AN: Quais os próximos passos?
LV e DC: O desenvolvimento da segunda iteração da plataforma já se iniciou e contempla os seguintes ítens (não necessariamente por esta ordem):
a) Expandir o alcance do repositório de três legislaturas (XI -XIII) para oito (VI – XIII), abrangendo assim uma janela temporal que vai de 1991 até ao presente.
b) Desenvolver uma secção exclusiva para a exploração e o escrutínio dos Orçamentos do Estado, que inclua todas as suas alíneas e respetivas propostas de alteração por parte dos grupos parlamentares e assembleias regionais.
c) Criar uma nova secção que se debruce exclusivamente sobre o trabalho efetuado nas comissões parlamentares – local onde ocorre a maior parte do trabalho desenvolvido na Assembleia da República.
Os criadores do Hemiciclo estão também a planear um encontro com os promotores do Transparência Hackday Portugal que há muitos anos batalham por alguns dos mesmos propósitos. O Demo.crática é provavelmente o projeto que melhor exemplifica esses propósitos comuns.
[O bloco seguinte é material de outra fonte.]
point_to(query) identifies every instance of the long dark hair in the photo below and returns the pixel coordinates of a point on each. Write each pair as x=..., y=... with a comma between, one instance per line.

Para além do Demo.crática e do VoteWatch Europe já referidos, há vários outros projetos que em vários países também procuram iluminar a atividade democrática dos representantes eleitos:
- no Brasil, Vote na Web, Radar Parlamentar;
- na Europa, It’s Your Parliament;
- no Reino Unido, TheyWorkForYou;
- em França, NosDeputés.fr.
AN: Que sonhos têm para o Hemiciclo?
LV e DC: O sonho que temos é o mesmo de todos os que criam ferramentas – que elas sejam usadas e que sejam úteis. A nossa esperança é que, a longo prazo, o contacto com a plataforma e com outros conteúdos que pretendemos divulgar possa contribuir para mudar algumas perceções mal-informadas que os cidadãos possam ter da natureza e do funcionamento do nosso regime constitucional democrático.